Los medios de comunicación comenzaron a hablar de este lugar en 1987. Un incendio hizo que el Gobierno tuviera que reconocer la existencia de esta situación militar. El nombre proviene de una división en zonas que hizo el gobierno estadounidense para la administración de servicios con la intención de designar una porción del desierto de Arizona
En el lugar se han probado aeronaves como la misteriosa D-21 Tagboard drone, un pequeño transporte secreto para tropas (VTOL), un crucero secreto para misiles y el hipotético avión espía Aurora.
En 1989, un antiguo técnico que trabajó en el Área 51 afirmó que sobre esa zona había una intensa actividad OVNI. Robert Lazar señaló que en su estancia en el complejo militar trabajó cinco meses como científico y que en este tiempo contempló como el Gobierno americano dirigía desde allí un programa de búsqueda de nueve platillos volantes. Las amenazas y los intentos de asesinato se convirtieron en una constante en su vida.
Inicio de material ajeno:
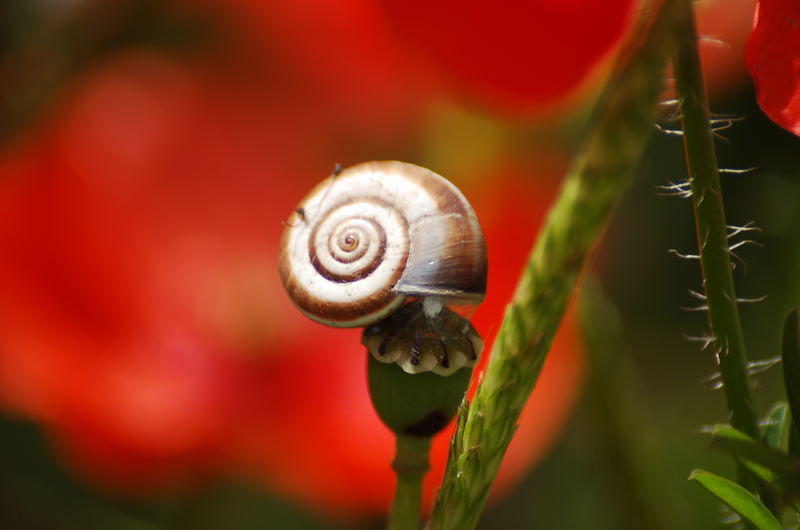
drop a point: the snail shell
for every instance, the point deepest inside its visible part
(371, 235)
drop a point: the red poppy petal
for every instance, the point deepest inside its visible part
(516, 55)
(773, 58)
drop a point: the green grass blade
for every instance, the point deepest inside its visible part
(738, 499)
(775, 430)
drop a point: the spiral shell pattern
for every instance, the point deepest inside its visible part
(368, 237)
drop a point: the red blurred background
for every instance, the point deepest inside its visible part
(151, 151)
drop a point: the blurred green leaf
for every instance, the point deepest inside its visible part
(791, 362)
(775, 430)
(770, 465)
(738, 499)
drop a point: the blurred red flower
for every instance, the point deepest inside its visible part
(773, 58)
(142, 319)
(517, 56)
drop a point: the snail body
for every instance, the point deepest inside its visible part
(374, 234)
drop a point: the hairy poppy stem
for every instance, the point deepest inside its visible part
(712, 232)
(410, 464)
(600, 173)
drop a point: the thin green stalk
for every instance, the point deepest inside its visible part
(712, 234)
(600, 173)
(410, 464)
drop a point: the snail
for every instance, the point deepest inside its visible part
(374, 236)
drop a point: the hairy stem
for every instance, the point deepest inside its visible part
(599, 175)
(410, 464)
(712, 235)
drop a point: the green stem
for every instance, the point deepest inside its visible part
(599, 175)
(410, 464)
(712, 235)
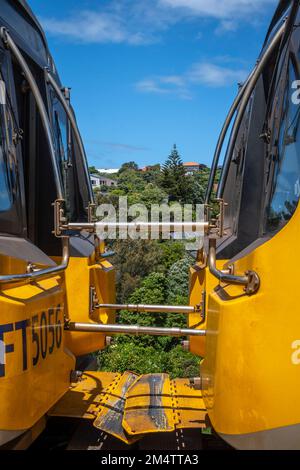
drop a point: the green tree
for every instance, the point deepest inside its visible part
(174, 179)
(128, 166)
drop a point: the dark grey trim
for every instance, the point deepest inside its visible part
(283, 438)
(19, 248)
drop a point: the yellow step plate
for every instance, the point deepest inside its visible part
(111, 411)
(83, 398)
(188, 405)
(149, 406)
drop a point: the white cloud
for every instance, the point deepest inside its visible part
(137, 22)
(203, 73)
(214, 75)
(93, 27)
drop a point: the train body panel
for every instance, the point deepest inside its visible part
(35, 366)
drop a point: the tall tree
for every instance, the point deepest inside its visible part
(174, 179)
(128, 166)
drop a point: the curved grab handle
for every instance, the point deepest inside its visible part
(250, 280)
(41, 274)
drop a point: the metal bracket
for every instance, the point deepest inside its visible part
(91, 209)
(216, 226)
(59, 217)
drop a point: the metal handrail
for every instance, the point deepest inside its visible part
(244, 103)
(144, 308)
(42, 273)
(53, 271)
(72, 120)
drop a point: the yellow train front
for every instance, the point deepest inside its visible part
(45, 276)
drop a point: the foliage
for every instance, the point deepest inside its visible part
(174, 179)
(154, 354)
(152, 271)
(93, 170)
(128, 166)
(122, 357)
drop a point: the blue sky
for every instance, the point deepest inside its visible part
(146, 74)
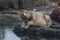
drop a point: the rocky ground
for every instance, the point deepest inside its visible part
(33, 33)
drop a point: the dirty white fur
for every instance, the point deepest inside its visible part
(38, 19)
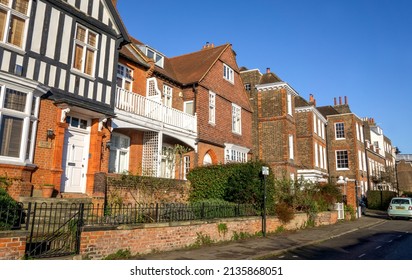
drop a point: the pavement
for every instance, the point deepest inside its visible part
(273, 244)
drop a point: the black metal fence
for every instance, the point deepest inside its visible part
(52, 214)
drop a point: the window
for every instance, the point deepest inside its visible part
(234, 153)
(188, 107)
(119, 153)
(339, 131)
(236, 119)
(167, 96)
(124, 77)
(186, 166)
(18, 122)
(212, 107)
(85, 50)
(289, 103)
(342, 160)
(14, 15)
(157, 58)
(228, 73)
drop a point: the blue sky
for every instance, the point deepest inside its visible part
(361, 49)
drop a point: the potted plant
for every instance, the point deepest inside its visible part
(47, 190)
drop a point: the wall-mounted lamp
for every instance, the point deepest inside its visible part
(108, 144)
(50, 134)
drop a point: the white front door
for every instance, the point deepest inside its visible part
(75, 156)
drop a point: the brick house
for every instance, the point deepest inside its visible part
(195, 101)
(311, 150)
(274, 121)
(380, 157)
(346, 149)
(57, 63)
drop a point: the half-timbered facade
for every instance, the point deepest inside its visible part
(58, 64)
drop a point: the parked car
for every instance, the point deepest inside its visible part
(400, 207)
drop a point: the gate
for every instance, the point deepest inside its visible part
(54, 229)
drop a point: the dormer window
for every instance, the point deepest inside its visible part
(158, 58)
(228, 74)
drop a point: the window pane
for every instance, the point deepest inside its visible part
(10, 136)
(21, 6)
(92, 39)
(81, 34)
(16, 31)
(89, 62)
(15, 100)
(77, 63)
(3, 16)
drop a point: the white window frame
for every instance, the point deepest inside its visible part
(157, 58)
(289, 103)
(212, 107)
(185, 107)
(228, 74)
(118, 150)
(236, 119)
(12, 12)
(125, 74)
(235, 153)
(167, 96)
(29, 118)
(339, 129)
(291, 147)
(338, 160)
(186, 166)
(86, 46)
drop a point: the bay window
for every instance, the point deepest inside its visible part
(18, 122)
(14, 16)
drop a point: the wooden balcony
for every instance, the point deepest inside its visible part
(148, 109)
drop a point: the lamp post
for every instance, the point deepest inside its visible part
(265, 172)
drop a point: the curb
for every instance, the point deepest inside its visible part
(282, 251)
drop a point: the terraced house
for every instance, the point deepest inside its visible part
(177, 113)
(58, 63)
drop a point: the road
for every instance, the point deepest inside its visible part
(390, 240)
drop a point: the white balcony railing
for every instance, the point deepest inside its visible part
(144, 107)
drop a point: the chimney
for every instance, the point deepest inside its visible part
(312, 100)
(208, 45)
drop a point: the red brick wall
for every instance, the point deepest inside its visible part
(96, 244)
(12, 245)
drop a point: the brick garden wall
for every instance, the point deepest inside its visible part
(12, 245)
(97, 243)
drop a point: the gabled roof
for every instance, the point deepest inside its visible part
(191, 68)
(301, 102)
(327, 111)
(269, 78)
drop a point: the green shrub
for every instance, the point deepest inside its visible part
(235, 182)
(284, 212)
(9, 210)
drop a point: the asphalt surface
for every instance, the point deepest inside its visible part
(271, 245)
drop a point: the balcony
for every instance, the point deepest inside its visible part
(152, 110)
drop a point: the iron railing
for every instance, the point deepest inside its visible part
(50, 217)
(12, 216)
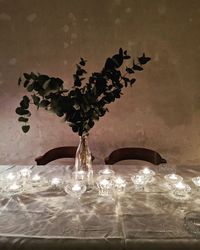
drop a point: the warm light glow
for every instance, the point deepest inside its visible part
(14, 187)
(55, 181)
(146, 171)
(104, 183)
(11, 176)
(25, 172)
(180, 186)
(76, 187)
(173, 177)
(36, 177)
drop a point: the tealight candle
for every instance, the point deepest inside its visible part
(75, 189)
(120, 184)
(139, 181)
(55, 182)
(196, 181)
(11, 176)
(25, 173)
(79, 175)
(105, 186)
(173, 178)
(36, 178)
(14, 187)
(148, 173)
(181, 189)
(107, 172)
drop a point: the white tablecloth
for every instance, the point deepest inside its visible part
(46, 219)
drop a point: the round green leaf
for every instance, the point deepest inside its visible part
(25, 128)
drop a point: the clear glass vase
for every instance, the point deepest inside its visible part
(83, 160)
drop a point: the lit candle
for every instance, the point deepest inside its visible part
(25, 172)
(173, 178)
(120, 184)
(14, 187)
(196, 181)
(11, 176)
(79, 175)
(36, 178)
(181, 189)
(146, 171)
(76, 188)
(180, 186)
(106, 172)
(104, 183)
(55, 181)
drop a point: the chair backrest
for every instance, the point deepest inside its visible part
(143, 154)
(56, 153)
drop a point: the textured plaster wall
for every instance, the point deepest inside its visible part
(162, 110)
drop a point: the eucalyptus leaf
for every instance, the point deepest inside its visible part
(87, 100)
(25, 128)
(22, 119)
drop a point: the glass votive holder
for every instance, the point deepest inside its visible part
(37, 180)
(10, 177)
(120, 184)
(107, 173)
(139, 181)
(105, 185)
(181, 189)
(196, 181)
(173, 178)
(80, 175)
(14, 188)
(25, 174)
(147, 173)
(75, 189)
(56, 183)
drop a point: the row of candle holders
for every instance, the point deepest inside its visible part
(107, 182)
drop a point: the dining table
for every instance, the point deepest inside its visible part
(44, 217)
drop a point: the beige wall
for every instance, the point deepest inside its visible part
(162, 110)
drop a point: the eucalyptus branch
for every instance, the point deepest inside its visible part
(85, 102)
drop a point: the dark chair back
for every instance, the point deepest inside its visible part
(56, 153)
(143, 154)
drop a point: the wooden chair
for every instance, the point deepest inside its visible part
(143, 154)
(56, 153)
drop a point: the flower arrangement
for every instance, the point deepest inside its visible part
(87, 100)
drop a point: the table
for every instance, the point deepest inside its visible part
(44, 219)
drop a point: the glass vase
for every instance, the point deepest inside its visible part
(83, 160)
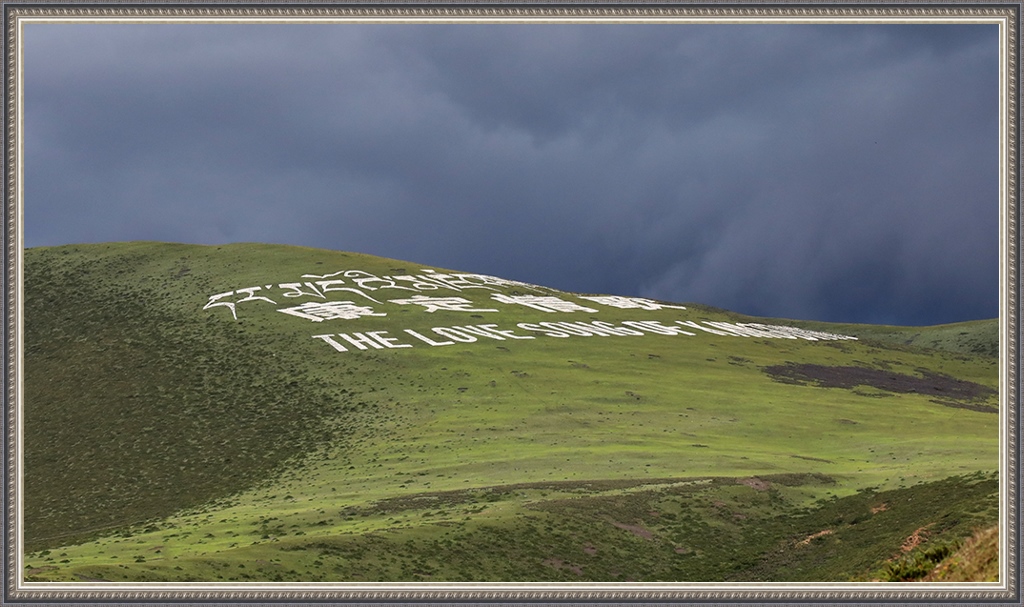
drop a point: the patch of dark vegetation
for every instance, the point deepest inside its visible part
(927, 383)
(134, 409)
(809, 459)
(718, 529)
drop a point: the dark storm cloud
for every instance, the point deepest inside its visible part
(838, 172)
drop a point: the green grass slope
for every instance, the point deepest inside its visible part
(171, 437)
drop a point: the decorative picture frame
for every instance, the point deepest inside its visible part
(1006, 15)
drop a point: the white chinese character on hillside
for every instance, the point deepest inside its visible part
(451, 304)
(616, 301)
(317, 311)
(214, 302)
(545, 304)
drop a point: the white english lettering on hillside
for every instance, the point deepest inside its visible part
(320, 292)
(469, 334)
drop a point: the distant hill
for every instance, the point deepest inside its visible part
(270, 413)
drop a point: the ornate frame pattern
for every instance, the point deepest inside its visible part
(1008, 14)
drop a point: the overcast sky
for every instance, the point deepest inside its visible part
(836, 172)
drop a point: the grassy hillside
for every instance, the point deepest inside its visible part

Los periodistas que intentaron seguir los pasos de Lazar siguieron una suerte similar.

Centro especulativo
Desde ese momento, el Área 51 se convirtió en centro de numerosas elucubraciones. Para algunos era el lugar de almacenaje, examen e investigación de una nave espacial extraterrestre, de estudio de sus ocupantes y la manufactura de naves basadas en tecnología extraterrestre. Hay quienes van más allá, diciendo que es lugar de reuniones o labores comunes con extraterrestres o el desarrollo de los viajes en el tiempo y tecnología de teletransportación.
Pero este lugar no es sólo conocido por tener una alta actividad de avistamiento de OVNIS. Ni mucho menos. Muchos de los trabajadores de este lugar dicen que en el sector S4 hay almacenados restos de platillos volantes.
El propio Lazar informó de que pertenecía a un equipo de 22 ingenieros que estudiaban el modo de propulsiones de los ovnis. Es más, el científico señaló que pudo acceder a numerosa información sobre estas máquinas y sus ocupantes. No fue hasta el 14 de julio de 2003 cuando el Gobierno Federal admitió la existencia de la instalación.